Additionally, a significant number of notifications were submitted in areas such as agriculture, telecommunications, the chemical industry, the paper industry, waste management, footwear and clothing retail, the IT sector, business logistics, and others.
The majority of issued approvals, of the total number of issued approvals for mergers in the abbreviated procedure, relate to cases involving the acquisition of control over another market participant or part thereof (74.9%). In joint investments by two or more market participants or the acquisition of joint control over another participant, 50 approvals were issued (23.2%).

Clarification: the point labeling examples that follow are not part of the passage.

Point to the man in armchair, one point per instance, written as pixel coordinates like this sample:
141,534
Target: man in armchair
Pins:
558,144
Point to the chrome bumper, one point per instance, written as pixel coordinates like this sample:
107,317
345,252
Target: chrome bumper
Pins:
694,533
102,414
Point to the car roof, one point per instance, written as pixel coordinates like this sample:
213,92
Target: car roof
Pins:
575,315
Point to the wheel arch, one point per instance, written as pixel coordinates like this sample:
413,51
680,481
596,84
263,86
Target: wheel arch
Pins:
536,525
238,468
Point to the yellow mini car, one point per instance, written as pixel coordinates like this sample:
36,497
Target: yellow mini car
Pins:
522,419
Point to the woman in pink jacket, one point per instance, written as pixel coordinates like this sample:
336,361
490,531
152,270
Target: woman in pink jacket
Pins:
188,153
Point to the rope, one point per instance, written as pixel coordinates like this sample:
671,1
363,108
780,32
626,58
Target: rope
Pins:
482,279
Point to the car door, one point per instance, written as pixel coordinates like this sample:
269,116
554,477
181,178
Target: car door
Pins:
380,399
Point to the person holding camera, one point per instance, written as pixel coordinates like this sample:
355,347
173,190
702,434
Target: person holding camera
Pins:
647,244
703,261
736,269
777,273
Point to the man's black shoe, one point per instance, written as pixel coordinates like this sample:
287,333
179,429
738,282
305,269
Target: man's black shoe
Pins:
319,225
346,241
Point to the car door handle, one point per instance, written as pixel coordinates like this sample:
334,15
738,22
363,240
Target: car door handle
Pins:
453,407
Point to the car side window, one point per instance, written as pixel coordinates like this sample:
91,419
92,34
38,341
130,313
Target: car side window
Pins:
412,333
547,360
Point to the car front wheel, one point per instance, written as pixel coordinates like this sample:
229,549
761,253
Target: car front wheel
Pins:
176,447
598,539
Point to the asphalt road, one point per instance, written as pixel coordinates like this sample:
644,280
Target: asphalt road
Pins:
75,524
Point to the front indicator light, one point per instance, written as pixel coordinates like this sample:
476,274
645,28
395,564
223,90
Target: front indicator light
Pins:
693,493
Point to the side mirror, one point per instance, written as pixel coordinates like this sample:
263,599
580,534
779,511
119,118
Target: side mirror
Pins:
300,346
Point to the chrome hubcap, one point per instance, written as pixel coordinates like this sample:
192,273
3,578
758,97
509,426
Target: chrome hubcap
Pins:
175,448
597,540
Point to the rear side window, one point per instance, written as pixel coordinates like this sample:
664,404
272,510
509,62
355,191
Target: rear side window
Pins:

The high number of reported concentrations is largely due to the exceptionally low notification thresholds for merger control set by Serbian law, which are significantly lower than those established under relevant EU regulations. Namely, the merger notification thresholds were established back in 2009 and have not been revised to this day. As a result, many transactions unlikely to have any meaningful impact on competition in the Serbian market are still subject to regulatory review. This not only places an unnecessary administrative burden on businesses but also functions, in effect, as a cost or barrier to doing business. In practice, these low thresholds often lead to the examination of mergers that pose little or no threat to market competition.
The Commission has consistently shown diligence in monitoring the development of key economic sectors. In 2025, it released the “Sectoral Analysis of the State and Conditions of Competition in the Market of Private Healthcare Services in Certain Types of Healthcare Institutions for the Period 2019–2023.” This analysis provides a comprehensive overview of the private healthcare services sector and is a valuable source of official information to guide the Commission’s future decisions. It will be used not only in merger control cases but also in potential competition infringement proceedings within the sector.
The Commission’s current practices suggest that it will continue to closely monitor significant sectors and gather data relevant to competition-related cases.
Aligning Serbian Concentration Control with EU Competition Policy
The Serbian merger control system largely reflects the core principles of EU competition regulations. The legal framework of the Republic of Serbia is generally aligned with EU standards, providing a solid basis for protecting competition. However, certain gaps remain, limiting the efficiency and effectiveness of merger control procedures.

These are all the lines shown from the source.